Ils ont quinze et dix-huit ans en Argentine. Leur romance est banale, légère, pétrie de désirs et d’insouciance. Or, cette jeunesse bouillonnante va être coupée dans son élan lorsqu’une dictature s’empare du pouvoir et instaure un régime autoritaire. S’ensuit la mise en place d’arrestations arbitraires, des gens se trouvent jetés en prison, d’autres sont mis à mort. Enfin, certains disparaissent, simplement. C’est le sort de la protagoniste : un matin, elle part et ne revient jamais. Lui l’attend, part à sa recherche, puis l’attend encore.
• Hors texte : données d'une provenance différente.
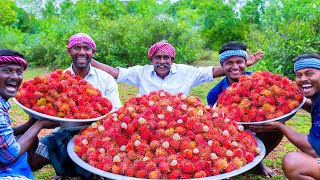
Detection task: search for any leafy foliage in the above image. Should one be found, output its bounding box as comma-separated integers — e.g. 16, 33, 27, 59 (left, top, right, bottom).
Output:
0, 0, 320, 79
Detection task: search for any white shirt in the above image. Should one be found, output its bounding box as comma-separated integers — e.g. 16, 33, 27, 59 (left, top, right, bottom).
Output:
116, 63, 213, 95
66, 65, 122, 109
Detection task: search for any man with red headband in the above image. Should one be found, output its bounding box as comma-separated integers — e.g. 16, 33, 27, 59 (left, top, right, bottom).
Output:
91, 42, 260, 95
0, 49, 60, 179
30, 33, 122, 179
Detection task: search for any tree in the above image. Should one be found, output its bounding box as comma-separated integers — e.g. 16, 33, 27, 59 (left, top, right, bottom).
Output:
0, 0, 19, 26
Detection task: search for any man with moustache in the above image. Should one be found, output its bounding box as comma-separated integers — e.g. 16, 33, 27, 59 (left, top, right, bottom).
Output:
0, 49, 60, 179
207, 41, 283, 177
91, 42, 260, 95
250, 54, 320, 180
30, 33, 122, 179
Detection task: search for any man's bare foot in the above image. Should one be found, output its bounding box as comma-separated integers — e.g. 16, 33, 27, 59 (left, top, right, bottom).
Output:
253, 161, 277, 178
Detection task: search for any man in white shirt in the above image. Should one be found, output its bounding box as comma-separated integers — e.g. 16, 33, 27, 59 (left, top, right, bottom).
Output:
91, 42, 263, 95
30, 33, 122, 179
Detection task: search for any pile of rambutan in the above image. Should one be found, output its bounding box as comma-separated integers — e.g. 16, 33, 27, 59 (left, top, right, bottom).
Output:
74, 90, 261, 179
16, 69, 112, 119
217, 71, 303, 122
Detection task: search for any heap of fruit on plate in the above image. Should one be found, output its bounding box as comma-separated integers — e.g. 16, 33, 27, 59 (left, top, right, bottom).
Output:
16, 70, 112, 119
217, 71, 303, 122
74, 91, 261, 179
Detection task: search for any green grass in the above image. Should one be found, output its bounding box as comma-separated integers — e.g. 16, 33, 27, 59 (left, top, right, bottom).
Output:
10, 55, 311, 180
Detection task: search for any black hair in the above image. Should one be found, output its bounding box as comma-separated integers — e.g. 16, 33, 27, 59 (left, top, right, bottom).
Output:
219, 41, 247, 54
0, 49, 24, 58
293, 53, 320, 62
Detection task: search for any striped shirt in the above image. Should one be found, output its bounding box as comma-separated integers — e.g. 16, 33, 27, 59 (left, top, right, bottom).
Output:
0, 96, 20, 167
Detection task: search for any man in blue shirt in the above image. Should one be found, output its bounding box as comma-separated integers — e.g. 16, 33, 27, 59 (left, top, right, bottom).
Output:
207, 42, 283, 177
250, 54, 320, 179
0, 49, 60, 179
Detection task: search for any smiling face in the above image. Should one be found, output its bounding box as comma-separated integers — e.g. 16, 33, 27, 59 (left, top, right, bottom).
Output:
0, 64, 23, 101
221, 56, 246, 83
151, 50, 174, 79
67, 43, 95, 70
296, 68, 320, 98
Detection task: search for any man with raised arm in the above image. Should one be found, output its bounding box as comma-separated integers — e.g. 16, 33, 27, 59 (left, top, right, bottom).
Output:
91, 42, 260, 95
250, 54, 320, 180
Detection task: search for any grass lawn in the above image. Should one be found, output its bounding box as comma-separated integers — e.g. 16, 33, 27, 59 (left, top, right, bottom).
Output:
10, 53, 311, 180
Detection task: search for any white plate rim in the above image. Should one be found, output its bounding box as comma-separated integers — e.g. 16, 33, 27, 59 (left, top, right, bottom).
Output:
212, 96, 307, 125
67, 137, 266, 180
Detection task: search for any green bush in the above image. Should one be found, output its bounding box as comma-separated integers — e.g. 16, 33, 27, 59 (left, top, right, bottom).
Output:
93, 15, 203, 66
Il fait face au vide de l’absence, une absence insoutenable parce qu’elle prend la forme d’un odieux suspense, parce qu’un corps non rendu n’offre pas la possibilité du deuil, et qu’un coupable non désigné n’ouvre pas la voie au pardon. Finalement, il part mais le manque le poursuit à Paris, sa terre d’exil. Alors vient la nécessité du discours, une parole jetée après l’autre, avec la dense présence de l’absence. S’instaure entre eux un dialogue impossible. Si « une disparue et un exilé ne pèsent pas lourd », leurs mots sont chargés du poids de cette vie partagée qui leur a été volée.

La mise en scène de Bertrand Degrémont est audacieuse et surprenante. Avant toute chose, le choix scénographique est à saluer. Pas de décor sur le plateau, juste un écran sur lequel sont projetés des dessins à l’encre de chine. Ces dessins sont l’œuvre du graphiste Pierre Constantin, lequel se trouve sur scène et les exécute en direct. Ce parti pris, en plus d’être poétique, apporte une dimension très évocatrice à l’intrigue, qu’il n’est pas supposé illustrer mais plutôt compléter. Les comédiens se fondent dans ces esquisses, et toute la tragédie des disparus prend corps ici, dans ces figures qui s’ébauchent pour être gommées aussitôt. Par contre, l’éclairage se révèle quelque peu décevant et pèche par son uniformité. L’on apprécierait qu’il souligne avec davantage de réalisme les différents espaces scéniques, entre souvenirs, présent réel et futur fantasmé. En revanche, les choix musicaux sont remarquables : de la mélodie de boîte à musique aux airs tourmentés d’Argentine, ils ancrent chaque tableau dans l’émotion des personnages, entre réminiscence attendrie et aspirations vaines. Ils sont aussi une invitation à la danse. En effet, le duo de comédiens s’exprime par les gestes autant que par les mots, et force est d’applaudir ce talent des corps qui incarnent superbement la furie de la jeunesse dans ses dernières heures d’insouciance. Les moments chorégraphiés font partie intégrante de l’histoire, transmuant la pesanteur dramatique en une frénésie enragée. Ils émeuvent et vivifient.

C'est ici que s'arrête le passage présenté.